Buddy Guy in Durham!

Who's coming with me?

The Carolina Theatre of Durham | On Stage | Carolina Theatre Presents: "Grammy®-winner Buddy Guy is the greatest living exponent of classic Chicago electric blues. He is a thrillingly inventive guitarist, a passionately soulful singer and a peerless showman. To celebrate his 45-year professional career, Guy is a Rock & Roll Hall of Fame inductee for 2005.  His earthy soul and gutsy performances rock audiences at their very foundation.  This intimate concert is not to be missed!
"

Loews Hotels | Philadelphia | Tour

Jan. 25-27th I'll be here for a schizophrenia study meeting.

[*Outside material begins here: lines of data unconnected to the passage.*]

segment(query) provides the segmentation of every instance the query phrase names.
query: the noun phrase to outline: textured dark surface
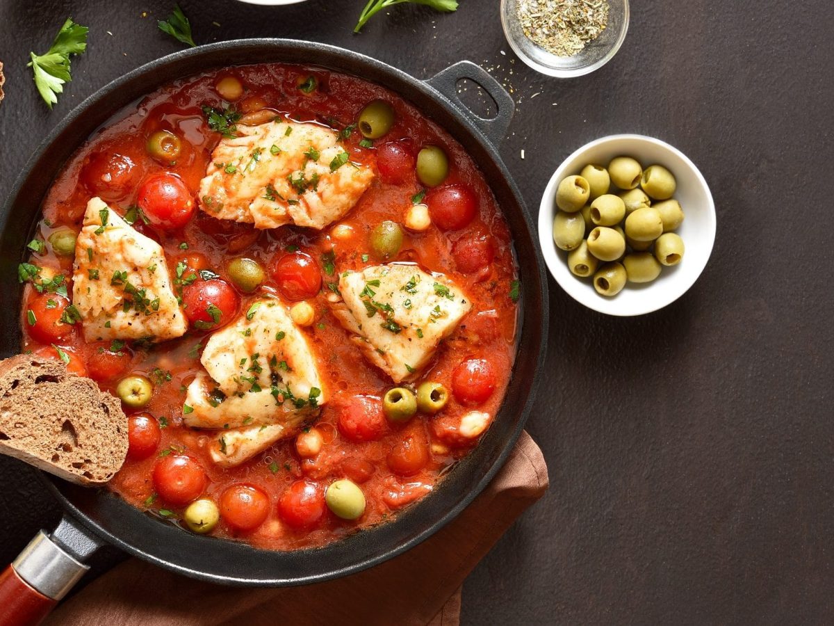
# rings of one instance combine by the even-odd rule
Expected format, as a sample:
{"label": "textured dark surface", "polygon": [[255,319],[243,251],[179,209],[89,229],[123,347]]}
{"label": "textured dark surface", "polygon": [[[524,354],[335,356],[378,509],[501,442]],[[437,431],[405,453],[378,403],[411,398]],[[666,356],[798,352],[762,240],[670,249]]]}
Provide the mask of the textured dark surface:
{"label": "textured dark surface", "polygon": [[[470,578],[463,622],[830,621],[830,3],[635,3],[616,58],[570,81],[511,63],[497,2],[464,0],[450,16],[399,8],[354,37],[362,3],[182,6],[198,43],[322,41],[418,78],[460,58],[482,64],[518,103],[501,152],[531,207],[573,149],[636,132],[690,156],[718,211],[704,275],[661,311],[605,317],[551,282],[548,371],[528,422],[551,487]],[[3,193],[75,103],[178,49],[153,22],[169,8],[156,0],[0,3]],[[50,113],[24,65],[69,15],[93,27],[90,49]],[[7,561],[58,517],[33,477],[0,460]]]}

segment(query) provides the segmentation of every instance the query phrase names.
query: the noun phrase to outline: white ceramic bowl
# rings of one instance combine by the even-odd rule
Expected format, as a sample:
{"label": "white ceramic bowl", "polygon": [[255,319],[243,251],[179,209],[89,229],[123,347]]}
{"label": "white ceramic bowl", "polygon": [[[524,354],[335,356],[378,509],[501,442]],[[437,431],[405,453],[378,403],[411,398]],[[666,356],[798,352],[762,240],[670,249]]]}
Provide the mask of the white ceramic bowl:
{"label": "white ceramic bowl", "polygon": [[[553,243],[553,219],[556,215],[556,188],[562,179],[578,174],[589,163],[607,166],[617,156],[634,157],[644,168],[660,164],[675,174],[677,190],[674,198],[681,203],[685,215],[676,232],[683,239],[686,251],[679,265],[664,267],[654,281],[628,283],[619,294],[609,298],[596,293],[590,278],[579,278],[568,270],[568,253]],[[698,168],[677,149],[639,134],[603,137],[580,148],[554,173],[539,207],[539,242],[550,274],[574,300],[610,316],[651,313],[680,298],[701,275],[715,240],[716,206]]]}

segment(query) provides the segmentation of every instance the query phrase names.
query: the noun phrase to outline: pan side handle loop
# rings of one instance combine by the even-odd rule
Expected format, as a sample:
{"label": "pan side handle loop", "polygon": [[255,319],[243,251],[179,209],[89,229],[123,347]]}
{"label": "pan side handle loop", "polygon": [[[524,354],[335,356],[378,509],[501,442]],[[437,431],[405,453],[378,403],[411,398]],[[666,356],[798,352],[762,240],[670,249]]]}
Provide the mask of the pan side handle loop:
{"label": "pan side handle loop", "polygon": [[[495,101],[498,105],[498,112],[494,118],[487,119],[476,115],[464,104],[458,96],[457,88],[458,81],[462,78],[466,78],[478,84]],[[486,135],[490,143],[496,147],[500,144],[510,128],[513,114],[515,112],[515,103],[499,82],[492,78],[486,70],[471,61],[459,61],[439,72],[429,78],[426,83],[461,109],[475,125]]]}

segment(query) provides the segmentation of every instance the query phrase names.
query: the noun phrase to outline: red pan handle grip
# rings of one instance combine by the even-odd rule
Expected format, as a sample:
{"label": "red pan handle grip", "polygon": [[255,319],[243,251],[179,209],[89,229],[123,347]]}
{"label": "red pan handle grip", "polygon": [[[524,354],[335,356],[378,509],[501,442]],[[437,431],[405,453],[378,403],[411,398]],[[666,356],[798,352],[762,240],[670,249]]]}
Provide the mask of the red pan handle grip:
{"label": "red pan handle grip", "polygon": [[11,565],[0,573],[0,626],[34,626],[56,604],[58,601],[29,587]]}

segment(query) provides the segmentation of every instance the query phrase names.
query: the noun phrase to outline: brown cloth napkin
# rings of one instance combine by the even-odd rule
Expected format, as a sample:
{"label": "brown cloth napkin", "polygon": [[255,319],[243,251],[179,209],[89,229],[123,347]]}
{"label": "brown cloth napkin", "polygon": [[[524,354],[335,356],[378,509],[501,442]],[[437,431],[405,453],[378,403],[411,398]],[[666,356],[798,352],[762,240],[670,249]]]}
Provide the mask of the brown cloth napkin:
{"label": "brown cloth napkin", "polygon": [[457,626],[464,578],[547,484],[541,451],[523,432],[504,467],[457,519],[370,569],[304,587],[241,589],[133,558],[91,583],[45,623]]}

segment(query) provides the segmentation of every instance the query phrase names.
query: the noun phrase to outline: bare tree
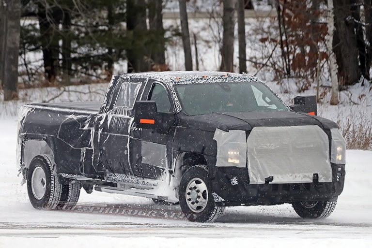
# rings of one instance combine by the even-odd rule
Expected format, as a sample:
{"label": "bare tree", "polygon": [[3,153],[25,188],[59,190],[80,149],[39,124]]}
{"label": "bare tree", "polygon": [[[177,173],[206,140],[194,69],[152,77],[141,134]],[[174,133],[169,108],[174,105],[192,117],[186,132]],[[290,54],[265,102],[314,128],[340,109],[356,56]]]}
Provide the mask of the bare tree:
{"label": "bare tree", "polygon": [[327,0],[328,31],[326,41],[328,62],[329,63],[329,74],[331,76],[331,85],[332,85],[330,103],[331,105],[337,105],[339,104],[339,82],[337,80],[337,63],[336,60],[336,56],[333,53],[333,49],[334,20],[333,18],[333,3],[332,1],[333,0]]}
{"label": "bare tree", "polygon": [[237,0],[238,40],[239,43],[239,72],[247,72],[246,54],[246,20],[245,0]]}
{"label": "bare tree", "polygon": [[1,8],[4,8],[2,11],[4,14],[2,20],[5,19],[5,24],[3,26],[5,28],[4,30],[0,31],[5,39],[2,43],[3,53],[0,64],[3,67],[4,100],[10,101],[18,98],[18,57],[21,6],[20,0],[5,0],[2,3]]}
{"label": "bare tree", "polygon": [[333,50],[338,66],[340,86],[353,85],[361,75],[359,67],[358,49],[355,25],[348,20],[352,16],[352,0],[333,0],[335,20]]}
{"label": "bare tree", "polygon": [[[143,36],[147,30],[146,7],[145,0],[127,1],[126,26],[129,31],[133,32],[134,37],[140,37],[138,35]],[[150,63],[145,59],[146,51],[144,50],[145,47],[142,45],[137,46],[136,44],[132,45],[131,49],[126,50],[126,56],[130,64],[128,67],[128,72],[149,71]]]}
{"label": "bare tree", "polygon": [[192,70],[191,46],[190,44],[190,33],[188,31],[188,20],[186,9],[186,0],[179,0],[180,5],[180,18],[182,33],[182,43],[185,54],[185,67],[186,71]]}
{"label": "bare tree", "polygon": [[164,29],[163,28],[163,0],[150,0],[149,1],[149,24],[150,29],[156,32],[157,34],[162,34],[163,39],[159,38],[152,53],[151,58],[155,64],[165,64],[165,46],[164,39]]}
{"label": "bare tree", "polygon": [[68,10],[63,11],[62,20],[62,71],[63,72],[62,84],[70,84],[70,75],[71,73],[71,40],[70,37],[71,26],[71,13]]}
{"label": "bare tree", "polygon": [[221,48],[221,71],[233,72],[234,69],[234,27],[236,0],[223,0],[222,26],[223,34]]}
{"label": "bare tree", "polygon": [[6,3],[5,0],[0,0],[0,89],[2,86],[2,81],[4,78],[4,51],[5,44],[5,38],[6,37],[6,24],[5,15],[5,6]]}

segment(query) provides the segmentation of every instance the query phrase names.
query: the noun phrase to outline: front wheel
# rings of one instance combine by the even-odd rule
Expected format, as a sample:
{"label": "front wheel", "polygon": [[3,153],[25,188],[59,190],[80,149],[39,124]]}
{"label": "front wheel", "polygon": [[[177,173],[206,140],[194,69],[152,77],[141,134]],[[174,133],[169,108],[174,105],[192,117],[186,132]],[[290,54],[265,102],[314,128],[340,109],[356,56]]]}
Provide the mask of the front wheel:
{"label": "front wheel", "polygon": [[304,219],[321,219],[329,216],[333,212],[337,201],[318,202],[298,202],[292,206],[300,217]]}
{"label": "front wheel", "polygon": [[213,199],[205,165],[193,166],[185,172],[179,193],[181,208],[190,221],[213,222],[223,212],[224,207],[217,206]]}

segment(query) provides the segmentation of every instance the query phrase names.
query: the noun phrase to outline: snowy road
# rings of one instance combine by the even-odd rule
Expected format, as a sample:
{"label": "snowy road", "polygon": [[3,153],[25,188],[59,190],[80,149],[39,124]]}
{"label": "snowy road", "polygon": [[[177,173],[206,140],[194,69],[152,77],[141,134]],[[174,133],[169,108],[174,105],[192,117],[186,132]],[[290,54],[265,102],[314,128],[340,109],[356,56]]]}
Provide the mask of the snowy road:
{"label": "snowy road", "polygon": [[217,222],[195,223],[161,218],[163,214],[178,216],[178,206],[160,207],[148,199],[96,191],[91,195],[82,191],[79,204],[137,208],[159,214],[152,218],[133,211],[121,215],[34,209],[25,186],[16,177],[16,130],[15,120],[0,120],[0,247],[66,247],[72,242],[73,247],[229,247],[232,242],[250,248],[299,244],[301,248],[371,247],[371,151],[347,151],[345,189],[328,219],[304,220],[290,205],[284,204],[229,208]]}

Loews Hotels | Philadelphia | Tour

1/13/2005

Girl with iPod Shuffle


Girl with iPod Shuffle, originally uploaded by ldandersen.

I want one.

1/12/2005

Marietta Floods

Our high school class is currently collecting funds to donate to one of the community organizations in Marietta, OH to help the victims of two recent floods there. If you are interested in donating, contact me or send your check to:

Curtis Scribner
2119 Hudson Avenue, Unit 1
Cincinnati, OH 45212

In September:
-over a 1,000 people were displaced from their homes
- damage totals including public and private property were up to
$25,000,000.
-numerous local businesses shut down and will not reopen
-both Harmar and Phillips schools were damaged

*FEMA and the state did respond with aid*

Currently:
- damage to public property is over $1.5 million with more to come
- As of today, over 50 local residents were still displaced from
their homes.
-more local businesses will probably not reopen.

It looks like FEMA may not help this time.

As I said, the damages in Marietta and in Southeast Asia are not
comparable. However, when donating as a class, I feel it is more
appropriate to do so for the city which we graduated from.

OF COURSE, everyone should also feel obliged to help with the
tsunami disaster. There are so many organizations which are helping that I feel this can be done on an individual basis, as the person sees fit.

1/11/2005

Folksonomies - Cooperative Classification and Communication Through Shared Metadata

Interesting . . . especially for those going into library science. (hint hint Aunt Maggie)

Folksonomies - Cooperative Classification and Communication Through Shared Metadata

Conclusion

A folksonomy represents simultaneously some of the best and worst in the organization of information. Its uncontrolled nature is fundamentally chaotic, suffers from problems of imprecision and ambiguity that well developed controlled vocabularies and name authorities effectively ameliorate. Conversely, systems employing free-?form tagging that are encouraging users to organize information in their own ways are supremely responsive to user needs and vocabularies, and involve the users of information actively in the organizational system. Overall, transforming the creation of explicit metadata for resources from an isolated, professional activity into a shared, communicative activity by users is an important development that should be explored and considered for future systems development.

1/08/2005

HRSA National Vaccine Injury Compensation Program

HRSA National Vaccine Injury Compensation Program

Last week I received some data on the VICP program and I've been trying to come up with an interesting analysis using it. What I'd really like to do is an analysis of it's impact on vaccine innovation, but I'm told that measures of vaccine R&D are difficult to come by.

1/04/2005

Fair warning

Ok, this is fair warning to the one or two of you who use a feed reader to read my blog. I'm about to experiment with changing over to Feedburner. I will put a link on the side. I don't know what this'll do exactly but here goes . . .

1/03/2005

Tsunami

I came across a striking image of the devastation that the Tsunami inflicted on Indonesia. These are satellite images taken before and after.


before, originally uploaded by eesley.




after, originally uploaded by eesley.

PhD seminar

This is the phd course I'm taking this spring. Should be interesting.

Organization Seminar: A Micro Focus. Individual and small group
behavior in organizations. Theories of motivation, decision making,
interpersonal behavior, group processes, and leadership. A variety of
research approaches and methods includes presentation of behavioral
research by members of the School of Business and other researchers.